Lightning and heavy rains have killed at least 24 people across Pakistan in the past three days, Pakistani media reported.

Most people were killed and injured when lightning struck farmers harvesting wheat and rains caused houses to collapse in eastern Punjab province, said Arfan Katia, a spokesman for the provincial disaster management authority. He also said more rains are expected this week.

The rains that hit the capital Islamabad killed seven people in the southwestern province of Balochistan over the weekend and eight others in the northwestern province of Khyber Pakhtunkhwa, which borders Afghanistan. Baluchistan authorities have declared a state of emergency.

20 of the country’s 34 provinces have been hit by heavy rains following an unusually dry winter season that dried up the terrain and forced farmers to postpone sowing.

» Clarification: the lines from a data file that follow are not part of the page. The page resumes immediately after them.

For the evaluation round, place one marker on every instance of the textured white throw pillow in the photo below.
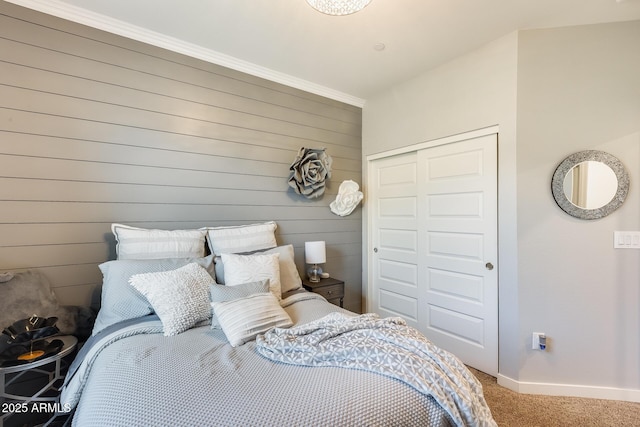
(289, 277)
(244, 318)
(179, 297)
(240, 269)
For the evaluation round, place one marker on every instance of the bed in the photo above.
(172, 346)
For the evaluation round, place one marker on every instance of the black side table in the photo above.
(330, 288)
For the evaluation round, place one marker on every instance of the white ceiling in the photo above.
(289, 42)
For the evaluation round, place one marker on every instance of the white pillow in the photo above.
(289, 276)
(141, 243)
(253, 268)
(221, 293)
(244, 318)
(243, 238)
(121, 301)
(179, 297)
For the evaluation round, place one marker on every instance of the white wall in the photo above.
(552, 93)
(578, 89)
(472, 92)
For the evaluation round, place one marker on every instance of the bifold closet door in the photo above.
(457, 185)
(434, 245)
(395, 238)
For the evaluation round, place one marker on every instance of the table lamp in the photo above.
(314, 254)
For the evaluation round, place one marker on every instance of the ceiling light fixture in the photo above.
(338, 7)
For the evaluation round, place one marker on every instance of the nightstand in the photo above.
(330, 288)
(48, 371)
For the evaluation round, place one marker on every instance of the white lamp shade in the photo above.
(315, 253)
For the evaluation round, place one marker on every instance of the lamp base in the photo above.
(313, 273)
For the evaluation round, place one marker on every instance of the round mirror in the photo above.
(590, 184)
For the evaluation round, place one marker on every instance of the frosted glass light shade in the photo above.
(315, 252)
(338, 7)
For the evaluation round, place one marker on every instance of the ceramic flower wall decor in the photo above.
(347, 199)
(309, 171)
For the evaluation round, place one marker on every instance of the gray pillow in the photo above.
(120, 300)
(222, 293)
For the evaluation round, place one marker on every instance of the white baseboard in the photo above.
(549, 389)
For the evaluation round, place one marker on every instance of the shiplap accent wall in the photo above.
(96, 129)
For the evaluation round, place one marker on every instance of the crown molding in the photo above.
(83, 16)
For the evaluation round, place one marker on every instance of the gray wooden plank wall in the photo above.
(96, 129)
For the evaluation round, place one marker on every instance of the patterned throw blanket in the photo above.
(384, 346)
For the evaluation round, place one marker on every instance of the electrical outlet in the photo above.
(538, 341)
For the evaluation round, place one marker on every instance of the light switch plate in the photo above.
(626, 239)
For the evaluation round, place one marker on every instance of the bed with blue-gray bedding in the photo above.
(130, 374)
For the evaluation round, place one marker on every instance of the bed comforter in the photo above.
(132, 375)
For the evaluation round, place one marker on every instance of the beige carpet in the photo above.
(527, 410)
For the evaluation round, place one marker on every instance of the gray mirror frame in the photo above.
(557, 187)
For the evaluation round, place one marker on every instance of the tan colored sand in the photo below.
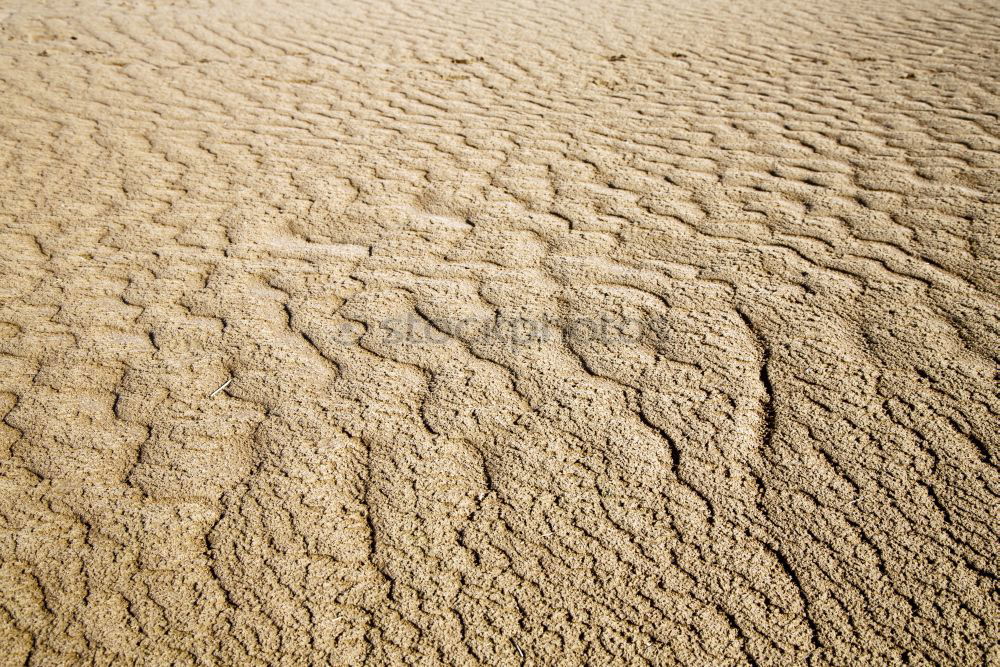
(342, 208)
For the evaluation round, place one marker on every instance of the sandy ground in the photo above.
(499, 332)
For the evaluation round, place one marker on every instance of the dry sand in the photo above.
(299, 349)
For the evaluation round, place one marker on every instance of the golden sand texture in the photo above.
(503, 332)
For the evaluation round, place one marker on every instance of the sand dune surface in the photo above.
(518, 332)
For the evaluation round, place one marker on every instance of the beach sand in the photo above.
(548, 333)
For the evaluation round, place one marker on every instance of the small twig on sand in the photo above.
(519, 651)
(224, 385)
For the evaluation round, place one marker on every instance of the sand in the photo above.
(548, 333)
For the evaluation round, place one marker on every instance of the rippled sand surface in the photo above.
(548, 333)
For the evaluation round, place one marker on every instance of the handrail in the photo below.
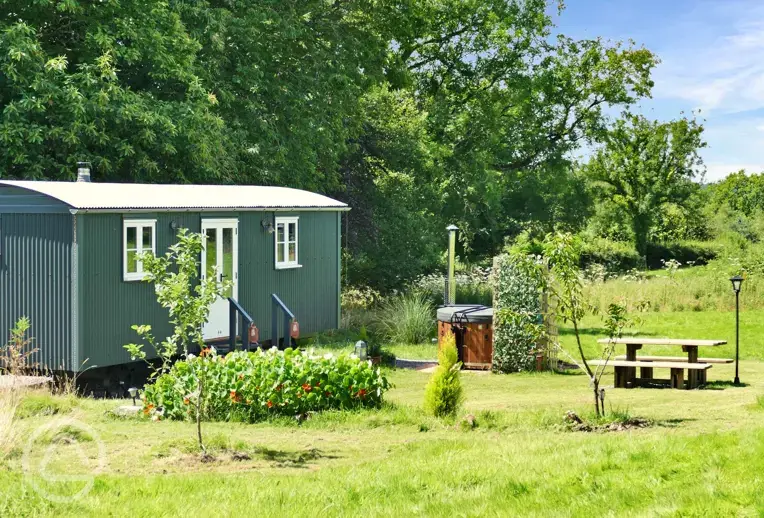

Prime Minister Shehbaz Sharif ordered authorities to provide humanitarian aid to rain-affected regions. He said the rains would improve Pakistan’s water reservoirs, but expressed concern over the deaths and destruction.

Heavy flooding caused by seasonal rains in Afghanistan has killed 33 people and injured 27 others over the past three days, according to Abdullah Janan Saiq, a Taliban spokesman in the state disaster management ministry.

About 200 livestock died and more than 600 houses were damaged or destroyed. The flooding also damaged large areas of farmland and more than 85 kilometres (53 miles) of roads, he said. The Taliban spokesman also said Afghan authorities had provided assistance to nearly 23,000 families.

At least 25 people were killed in a landslide following heavy snowfall in eastern Afghanistan in February, while about 60 people died in a three-week series of rainfall events that ended in March.

Last year, the UN warned that “Afghanistan is experiencing severe fluctuations in extreme weather conditions.”